Havia uma espécie de ritual. Durante a semana, o encontro era num barzinho no Leme para traçar os planos para o domingo. Entre um gole e outro eram definidos o cardápio do almoço (com direito a entrada), a marca da cerveja (geralmente a Bohemia, que na época vinha mesmo de Petrópolis) e a sobremesa (quase sempre pavê de chocolate). Foi assim durante dezenas de domingos. Anos a fio. Eu, Zé Carlos, Calazans, Toninho éramos fixos. Dois ou três amigos menos assíduos completavam a turma que, como se fosse compromisso sagrado, se reunia na casa de minha mãe, Nilza, para o banquete dominical. O melhor, porém, estava por vir.



Depois da mesa farta e de uma dúzia de cervejas, seguíamos para o Maracanã. A pé. O maior do mundo ficava a uma boa caminhada de casa, no Largo da Segunda-Feira. Às vezes, exaustos e empanturrados pela comilança, pegávamos um bonde, que podia ser o 63 (São Francisco Xavier) ou o 75 (Lins de Vasconcelos). O divertido era ir a pé, mexendo com os que passavam de ônibus ou de carro. Muitas vezes o pau quase quebrava entre nós e os torcedores adversários. Mas havia, entre os da turma, enorme solidariedade. Se o América não jogava – naqueles tempos o Ameriquinha mandava suas partidas no Maracanã –, torcíamos para o time da maioria. De um modo geral, a gente torcia ou para o América ou para o Flamengo, time do Calazans e de Faquito, por exemplo. Fim de jogo, nos abraçávamos. Se o time ganhasse, festa. Em caso de derrota, xingamentos até o último jogador do time deixar o campo. E a turma repetia o trajeto de volta a pé. Com direito a paradas num bar quase em frente ao Colégio Militar, para comer sardinhas, ou em outro, do Largo da Segunda-Feira, para jogar sinuca. Voltávamos para casa mais companheiros do que fôramos. Era a hora de tocar violão ou de ouvir LPs de jazz e bossa nova.

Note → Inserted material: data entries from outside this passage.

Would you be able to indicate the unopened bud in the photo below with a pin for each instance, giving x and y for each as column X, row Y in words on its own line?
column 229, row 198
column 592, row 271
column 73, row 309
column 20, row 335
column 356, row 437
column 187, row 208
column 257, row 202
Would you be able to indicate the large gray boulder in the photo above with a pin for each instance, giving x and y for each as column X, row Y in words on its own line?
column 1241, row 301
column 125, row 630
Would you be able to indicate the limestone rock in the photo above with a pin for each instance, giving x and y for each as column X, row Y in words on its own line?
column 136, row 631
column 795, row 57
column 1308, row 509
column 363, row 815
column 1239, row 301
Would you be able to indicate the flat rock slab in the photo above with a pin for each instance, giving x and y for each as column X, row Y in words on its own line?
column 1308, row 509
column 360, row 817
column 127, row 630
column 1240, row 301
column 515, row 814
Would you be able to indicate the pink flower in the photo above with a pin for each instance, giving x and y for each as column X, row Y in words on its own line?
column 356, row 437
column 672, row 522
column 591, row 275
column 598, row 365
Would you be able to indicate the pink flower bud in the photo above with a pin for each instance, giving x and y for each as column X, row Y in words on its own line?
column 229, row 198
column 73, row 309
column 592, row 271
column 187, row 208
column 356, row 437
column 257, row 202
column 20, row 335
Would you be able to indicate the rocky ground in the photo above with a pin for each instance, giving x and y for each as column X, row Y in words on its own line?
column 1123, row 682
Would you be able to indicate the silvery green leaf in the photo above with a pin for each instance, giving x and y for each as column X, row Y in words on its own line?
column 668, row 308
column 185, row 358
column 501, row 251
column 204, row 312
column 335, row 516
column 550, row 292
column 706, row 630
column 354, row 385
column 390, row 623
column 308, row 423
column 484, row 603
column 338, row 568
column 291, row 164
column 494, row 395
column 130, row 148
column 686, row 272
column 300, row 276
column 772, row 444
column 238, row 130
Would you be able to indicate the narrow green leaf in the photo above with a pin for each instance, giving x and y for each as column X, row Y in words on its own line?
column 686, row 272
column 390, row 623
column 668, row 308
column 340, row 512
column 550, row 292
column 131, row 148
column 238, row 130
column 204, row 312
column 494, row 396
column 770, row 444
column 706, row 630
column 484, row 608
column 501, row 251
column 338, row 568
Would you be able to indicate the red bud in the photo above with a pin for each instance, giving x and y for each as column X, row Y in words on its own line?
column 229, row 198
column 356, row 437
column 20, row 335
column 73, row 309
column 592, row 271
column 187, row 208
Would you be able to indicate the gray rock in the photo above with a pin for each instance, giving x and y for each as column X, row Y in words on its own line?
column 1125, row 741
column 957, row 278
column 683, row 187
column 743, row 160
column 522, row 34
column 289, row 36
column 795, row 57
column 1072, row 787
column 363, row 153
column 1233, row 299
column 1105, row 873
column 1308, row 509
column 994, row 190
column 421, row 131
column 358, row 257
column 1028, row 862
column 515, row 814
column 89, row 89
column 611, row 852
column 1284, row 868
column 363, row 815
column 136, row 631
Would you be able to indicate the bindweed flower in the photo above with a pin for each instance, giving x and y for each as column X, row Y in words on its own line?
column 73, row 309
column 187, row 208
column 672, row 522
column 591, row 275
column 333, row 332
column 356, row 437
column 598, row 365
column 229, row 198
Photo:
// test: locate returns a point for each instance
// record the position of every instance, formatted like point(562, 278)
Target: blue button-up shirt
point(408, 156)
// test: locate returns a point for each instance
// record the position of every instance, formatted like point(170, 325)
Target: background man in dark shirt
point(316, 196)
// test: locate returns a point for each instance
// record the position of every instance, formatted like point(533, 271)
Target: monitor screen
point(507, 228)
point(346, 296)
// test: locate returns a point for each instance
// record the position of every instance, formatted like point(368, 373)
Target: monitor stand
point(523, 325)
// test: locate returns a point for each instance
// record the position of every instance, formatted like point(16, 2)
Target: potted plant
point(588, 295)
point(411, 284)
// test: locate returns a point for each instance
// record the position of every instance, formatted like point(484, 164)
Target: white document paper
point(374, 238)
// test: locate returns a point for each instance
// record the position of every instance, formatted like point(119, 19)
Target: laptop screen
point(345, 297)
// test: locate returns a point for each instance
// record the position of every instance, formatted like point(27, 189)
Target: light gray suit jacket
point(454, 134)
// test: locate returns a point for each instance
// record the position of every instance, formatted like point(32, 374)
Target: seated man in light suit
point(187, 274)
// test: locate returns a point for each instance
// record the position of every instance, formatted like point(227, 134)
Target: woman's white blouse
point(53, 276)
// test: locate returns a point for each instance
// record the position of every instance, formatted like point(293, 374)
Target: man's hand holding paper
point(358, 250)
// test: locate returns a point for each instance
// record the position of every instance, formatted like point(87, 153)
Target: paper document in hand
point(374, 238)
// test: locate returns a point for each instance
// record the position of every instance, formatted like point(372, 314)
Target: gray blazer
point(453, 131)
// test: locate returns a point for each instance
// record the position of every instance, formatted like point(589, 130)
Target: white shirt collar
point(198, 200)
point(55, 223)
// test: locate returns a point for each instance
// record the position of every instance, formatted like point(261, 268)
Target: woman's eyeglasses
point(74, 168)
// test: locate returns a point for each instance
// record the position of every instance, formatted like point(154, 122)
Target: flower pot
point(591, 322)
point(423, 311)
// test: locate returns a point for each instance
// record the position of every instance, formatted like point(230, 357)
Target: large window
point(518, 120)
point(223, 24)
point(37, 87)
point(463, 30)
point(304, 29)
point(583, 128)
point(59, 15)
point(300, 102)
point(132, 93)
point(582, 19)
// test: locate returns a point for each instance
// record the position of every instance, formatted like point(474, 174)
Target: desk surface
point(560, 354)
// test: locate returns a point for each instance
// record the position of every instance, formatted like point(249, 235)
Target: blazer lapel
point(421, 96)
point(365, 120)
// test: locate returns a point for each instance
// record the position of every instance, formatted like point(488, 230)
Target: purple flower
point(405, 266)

Dia seguinte, tínhamos que pegar no batente. Estava deserto e adormecido o gigante do Maracanã, como dizia Valdir Amaral, locutor preferido do pessoal, que também não podia viver sem os comentários de João Saldanha, companheiro de Valdir na Rádio Globo. Antes de pegar no sono, ficava deitado na cama revendo como num filme as imagens do jogo. Os gols do América, a vibração da torcida, os gritos do juiz, nossas caras de felicidade ali na arquibancada de cimento, pulando agarrados uns aos outros. Com o tempo a turma se desfez. O América também. Mudei de bairro e, mais tarde, de cidade. Nunca mais vivi um domingo como aqueles, regados a Coquille Saint-Jacques, que dona Nilza fazia como ninguém, copiando uma receita que conseguimos com o maître de um restaurante do Leme. Só o Maracanã permaneceu ali. Gigante. Pagaria o preço que custasse por um ingresso para poder ver, nem que fosse por uma única e derradeira vez, meu time campeão ao lado daquela turma. A dos domingos mais maravilhosos que tive em minha vida. Os domingos do Maracanã.


Trajano, meu jornalista predileto, assina alguns dos melhores momentos da Imprensa brasileira. É o sobrenome da ESPN Brasil, canal onde foi diretor de jornalismo por 17 anos. A carreira do homem que praticamente criou a emissora em 1995 começou a ser escrita entre os anos de 1963 e 1964, quando o menino de 16 anos começou a trabalhar no Jornal do Brasil.